The Tsar nodded approvingly. “Sunny likes her.” That was what he called his wife, the Tsarina Alexandra. She, in turn, had given him the curious name of “Blue Child,” after a character in a novel they’d both enjoyed by the author Florence Barclay.

Once across the Chinese Bridge, Ilya steered the small but orderly procession towards the Gribok gardens. They were headed for the Chinese Theater, its windows topped with gables like the mustaches of Mongol Emperors.

“How many of these tours does she give?” asked the Tsar.

“One for each class, Excellency. It is the highlight of their year.”

“Did she find you sleeping in a chair again, with your feet up on one of my priceless tables?”

“That was last time.”

“And are you engaged to be married?”

Flustered by the question, Pekkala cleared his throat. “No, Excellency.”

“Why not?”

He felt the blood run to his face. “I have been so busy with the training, Excellency.”

“That may be a reason,” replied the Tsar, “but I would not call it an excuse. Besides, your training will soon be complete. Are you planning to marry her?”

“Well, yes. Eventually.”

“Then you had better get on with it before someone else beats you to the finish line.” The Tsar appeared to be wringing his hands, as if tormented by some memory jostled to the surface of his mind. “Here.” He pressed something into Pekkala’s hand.

“What is this?” asked Pekkala.

“It’s a ring.”

Then Pekkala realized that what the Tsar had been doing was removing the signet ring from his finger. “I can see what it is,” he said, “but why are you handing it to me?”

“It’s a gift, Pekkala, but it is also a warning. This is no time to hesitate. When you are married, you will need a ring to wear. This one, I think, will do nicely. She will need a ring as well, but that part I leave to you.”

“Thank you,” said Pekkala.

“Keep it somewhere safe. There! Look.” He pointed out the window.

Ilya had seen them standing in the window. She waved.

Both men waved back and smiled.

“If you let her get away,” the Tsar said through the clenched teeth of his grin, “you’ll never forgive yourself. And neither will I, by the way.”

9

ANTON GLANCED AT THE WHITE FACE OF HIS OVERSIZED WRISTWATCH and leaned his head out the window. “Ten minutes!” he shouted.

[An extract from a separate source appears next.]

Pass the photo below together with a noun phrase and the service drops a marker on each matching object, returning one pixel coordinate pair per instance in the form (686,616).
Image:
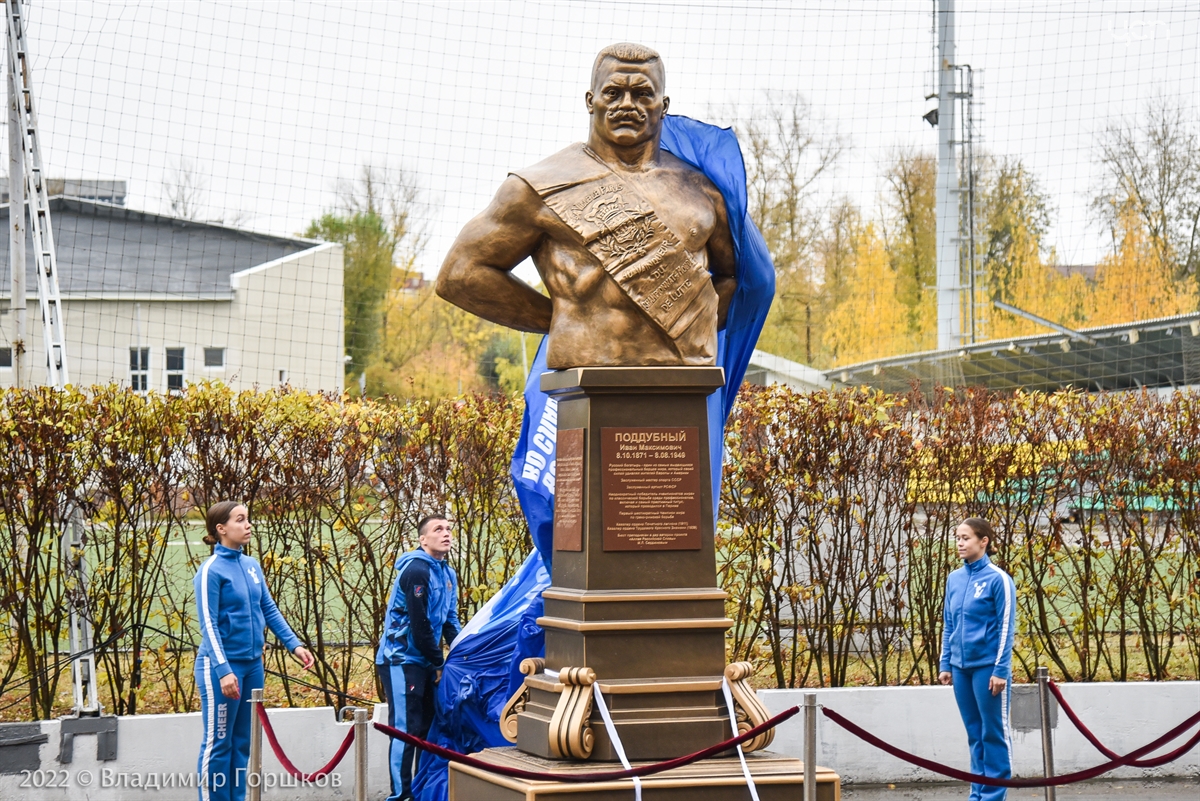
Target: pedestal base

Pekkala climbed to his feet. The shadow of the crowbar had drifted to the right. He withdrew the second pebble from his pocket and laid it at the end of where the shadow had now reached. Then he dug his heel into the dirt and carved a line between the two pebbles. Positioning himself at the end of the second shadow, he held his arm out straight along the line he had dug in the sand. “That way is to the east,” he said.

Neither man questioned this result, conjured from thin air with skills beyond their reckoning, a thing both strange and absolute.

Having driven all day, stopping only to refuel from one of several gas cans they carried in the trunk, they stopped that night under the roof of an abandoned barn.

They parked the Emka on the dirt floor of the barn, to keep it out of sight in case this place was not as empty as it seemed. Then they lit a fire on the floor, feeding the flames with wooden planks prised out of old horse stalls.